FOX HUNTS are closing and amalgamating at an unprecedented rate. Those who do manage to get out hunting are running short of social climbers willing to pay for the privilege. This has led to an extraordinarily high turnover of hunt staff (the people who do the actual hunting) with many leaving the sinking ship.
A recent expose of fox hunting on Channel 4 news saw a senior police officer say: “One side is trying to prevent something illegal, the other side is intent on perpetuating illegal activity.” In light of the history of this conflict, that is an extraordinary turnabout.
Hunting is, along with being a practice of enormous cruelty, a ritual of supremacy for the landed gentry. Once regularly attended by royalty, it is the sport of aristocrats. The feudal hierarchy of the countryside is paraded with everyone from the masters to the foot supporters dressed appropriately to their status.

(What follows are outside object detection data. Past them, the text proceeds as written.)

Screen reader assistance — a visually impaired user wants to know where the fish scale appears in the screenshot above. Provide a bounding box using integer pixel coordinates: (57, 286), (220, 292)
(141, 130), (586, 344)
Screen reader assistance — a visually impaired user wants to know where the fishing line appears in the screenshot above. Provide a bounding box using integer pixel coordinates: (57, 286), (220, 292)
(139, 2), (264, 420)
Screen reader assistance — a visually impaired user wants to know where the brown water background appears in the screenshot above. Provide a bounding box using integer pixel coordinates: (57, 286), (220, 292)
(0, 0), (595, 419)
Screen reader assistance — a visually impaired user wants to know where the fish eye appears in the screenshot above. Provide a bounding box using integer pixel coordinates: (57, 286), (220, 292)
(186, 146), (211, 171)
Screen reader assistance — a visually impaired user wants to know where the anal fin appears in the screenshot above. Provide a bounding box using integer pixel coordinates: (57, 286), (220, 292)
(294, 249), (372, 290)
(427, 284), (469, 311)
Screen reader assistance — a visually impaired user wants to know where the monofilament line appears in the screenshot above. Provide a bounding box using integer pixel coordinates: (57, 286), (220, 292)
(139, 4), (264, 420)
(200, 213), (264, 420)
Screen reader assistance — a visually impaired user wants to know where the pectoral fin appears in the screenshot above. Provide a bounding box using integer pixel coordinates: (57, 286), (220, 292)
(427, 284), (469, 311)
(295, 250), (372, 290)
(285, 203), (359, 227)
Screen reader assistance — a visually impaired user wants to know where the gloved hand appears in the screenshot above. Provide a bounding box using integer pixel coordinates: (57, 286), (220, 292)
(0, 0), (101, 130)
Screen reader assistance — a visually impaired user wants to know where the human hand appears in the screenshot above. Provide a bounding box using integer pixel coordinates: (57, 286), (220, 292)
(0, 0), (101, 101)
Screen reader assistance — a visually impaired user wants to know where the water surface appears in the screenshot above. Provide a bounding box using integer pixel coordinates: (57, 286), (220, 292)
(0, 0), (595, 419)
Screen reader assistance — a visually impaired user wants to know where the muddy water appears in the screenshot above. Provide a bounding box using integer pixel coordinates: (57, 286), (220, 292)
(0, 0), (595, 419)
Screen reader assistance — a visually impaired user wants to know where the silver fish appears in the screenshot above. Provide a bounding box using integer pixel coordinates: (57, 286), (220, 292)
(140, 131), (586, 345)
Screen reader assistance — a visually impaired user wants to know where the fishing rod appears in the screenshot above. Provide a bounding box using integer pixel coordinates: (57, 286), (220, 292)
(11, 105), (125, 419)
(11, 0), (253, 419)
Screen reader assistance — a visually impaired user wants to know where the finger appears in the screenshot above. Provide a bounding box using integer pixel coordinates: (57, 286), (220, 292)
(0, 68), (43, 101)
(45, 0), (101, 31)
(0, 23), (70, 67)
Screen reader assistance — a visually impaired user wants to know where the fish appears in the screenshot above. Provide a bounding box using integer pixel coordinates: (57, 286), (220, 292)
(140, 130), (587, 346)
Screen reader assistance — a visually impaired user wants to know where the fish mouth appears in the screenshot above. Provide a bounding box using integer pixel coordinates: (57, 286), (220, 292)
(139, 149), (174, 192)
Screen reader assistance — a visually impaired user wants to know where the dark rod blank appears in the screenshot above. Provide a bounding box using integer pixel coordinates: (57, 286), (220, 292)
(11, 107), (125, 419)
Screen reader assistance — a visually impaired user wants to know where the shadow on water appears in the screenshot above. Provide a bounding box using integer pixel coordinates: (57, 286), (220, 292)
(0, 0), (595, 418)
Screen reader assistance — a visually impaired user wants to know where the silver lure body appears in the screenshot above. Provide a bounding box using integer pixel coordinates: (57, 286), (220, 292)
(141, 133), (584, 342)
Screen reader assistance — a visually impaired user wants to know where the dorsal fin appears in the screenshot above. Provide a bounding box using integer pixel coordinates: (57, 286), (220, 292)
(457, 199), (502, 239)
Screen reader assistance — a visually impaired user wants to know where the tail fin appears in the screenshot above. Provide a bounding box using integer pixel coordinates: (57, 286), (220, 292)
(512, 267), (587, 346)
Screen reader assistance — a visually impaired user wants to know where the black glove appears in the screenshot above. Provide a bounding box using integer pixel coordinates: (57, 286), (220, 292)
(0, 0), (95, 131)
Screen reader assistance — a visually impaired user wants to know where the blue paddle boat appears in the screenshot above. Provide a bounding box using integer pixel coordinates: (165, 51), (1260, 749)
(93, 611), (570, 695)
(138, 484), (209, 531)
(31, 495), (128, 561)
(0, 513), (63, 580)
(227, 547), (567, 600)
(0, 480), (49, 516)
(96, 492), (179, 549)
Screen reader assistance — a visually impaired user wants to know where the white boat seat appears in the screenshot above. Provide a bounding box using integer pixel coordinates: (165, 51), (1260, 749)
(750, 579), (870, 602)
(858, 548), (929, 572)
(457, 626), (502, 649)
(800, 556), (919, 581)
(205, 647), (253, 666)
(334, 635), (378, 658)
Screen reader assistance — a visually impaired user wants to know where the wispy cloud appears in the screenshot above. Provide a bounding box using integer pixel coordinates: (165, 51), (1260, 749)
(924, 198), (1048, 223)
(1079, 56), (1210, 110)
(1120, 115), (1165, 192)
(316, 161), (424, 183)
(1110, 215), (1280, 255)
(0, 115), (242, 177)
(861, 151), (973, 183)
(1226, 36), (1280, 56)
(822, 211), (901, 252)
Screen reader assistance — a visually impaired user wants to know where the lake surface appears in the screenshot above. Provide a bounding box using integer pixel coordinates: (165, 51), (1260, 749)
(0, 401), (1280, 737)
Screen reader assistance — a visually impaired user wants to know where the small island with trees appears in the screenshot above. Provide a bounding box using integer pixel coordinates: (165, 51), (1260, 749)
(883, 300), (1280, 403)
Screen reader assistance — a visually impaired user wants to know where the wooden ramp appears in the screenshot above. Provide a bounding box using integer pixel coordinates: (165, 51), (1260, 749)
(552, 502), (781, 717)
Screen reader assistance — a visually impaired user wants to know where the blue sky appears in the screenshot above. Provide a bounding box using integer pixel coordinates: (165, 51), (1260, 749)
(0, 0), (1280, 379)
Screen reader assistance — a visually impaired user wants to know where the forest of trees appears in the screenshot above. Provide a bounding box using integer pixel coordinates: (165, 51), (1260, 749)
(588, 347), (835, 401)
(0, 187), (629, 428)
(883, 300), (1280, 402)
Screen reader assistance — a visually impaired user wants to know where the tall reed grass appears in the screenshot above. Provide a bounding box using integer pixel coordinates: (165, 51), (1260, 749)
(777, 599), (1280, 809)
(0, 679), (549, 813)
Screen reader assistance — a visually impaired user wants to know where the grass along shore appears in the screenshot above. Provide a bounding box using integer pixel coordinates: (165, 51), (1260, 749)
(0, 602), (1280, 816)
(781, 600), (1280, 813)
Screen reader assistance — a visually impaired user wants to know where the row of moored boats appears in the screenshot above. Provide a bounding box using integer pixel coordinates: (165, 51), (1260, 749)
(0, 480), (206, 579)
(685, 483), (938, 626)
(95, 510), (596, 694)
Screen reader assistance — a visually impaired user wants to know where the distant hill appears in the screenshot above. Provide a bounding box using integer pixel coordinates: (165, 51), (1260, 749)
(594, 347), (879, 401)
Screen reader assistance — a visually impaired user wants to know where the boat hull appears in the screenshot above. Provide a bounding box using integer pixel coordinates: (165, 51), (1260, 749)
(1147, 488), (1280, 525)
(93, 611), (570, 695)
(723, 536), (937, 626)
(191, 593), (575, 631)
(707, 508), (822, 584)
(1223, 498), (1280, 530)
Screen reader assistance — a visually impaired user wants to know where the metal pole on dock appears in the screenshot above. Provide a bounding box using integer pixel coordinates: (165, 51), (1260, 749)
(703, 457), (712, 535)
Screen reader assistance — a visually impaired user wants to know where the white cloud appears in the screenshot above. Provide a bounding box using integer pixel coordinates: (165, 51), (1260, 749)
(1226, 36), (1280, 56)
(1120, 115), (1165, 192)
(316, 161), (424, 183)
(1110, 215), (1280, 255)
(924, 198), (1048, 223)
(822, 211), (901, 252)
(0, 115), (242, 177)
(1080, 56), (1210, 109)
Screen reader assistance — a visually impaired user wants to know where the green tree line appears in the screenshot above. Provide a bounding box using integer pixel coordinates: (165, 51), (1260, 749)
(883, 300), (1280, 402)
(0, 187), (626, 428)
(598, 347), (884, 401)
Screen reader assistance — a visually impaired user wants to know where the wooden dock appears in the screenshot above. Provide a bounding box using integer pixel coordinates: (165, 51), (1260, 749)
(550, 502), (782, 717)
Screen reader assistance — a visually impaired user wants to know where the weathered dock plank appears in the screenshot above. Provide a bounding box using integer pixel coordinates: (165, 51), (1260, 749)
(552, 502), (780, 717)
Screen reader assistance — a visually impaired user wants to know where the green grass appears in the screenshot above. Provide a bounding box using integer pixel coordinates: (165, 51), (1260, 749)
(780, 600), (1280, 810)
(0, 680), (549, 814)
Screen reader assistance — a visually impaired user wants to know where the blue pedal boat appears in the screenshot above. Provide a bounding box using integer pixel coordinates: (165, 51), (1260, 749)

The first recorded act of deliberate hunt sabotage by activists (and arguably the birth of the whole global animal rights movement) happened in a field in Devon in 1963, against a backdrop of anti-Vietnam war and anti-apartheid protests. Within a year the Hunt Saboteurs Association (HSA) was formed.
After a period of wild experimentation including the use of smoke flares and the hurling of meat to the hounds, hunt sabbing settled into a pattern, as sabs (always “sabs” never “sabbers”) learned how hunting worked and used those methods against the sport — for example, learning the use of the hunting horn to confuse hounds and take them away from their prey.
Sabs organised themselves into small self-reliant groups based in certain areas and covering certain hunts. If you’ve never been out then it’s been likened by some long-time practitioners as being “like full contact orienteering.”
With sab groups, many from universities, heading into the countryside to challenge the squirearchy it was hardly surprising that this was met first with violence, then a state crackdown, with arrest becoming a routine aspect of a hunt saboteur’s life.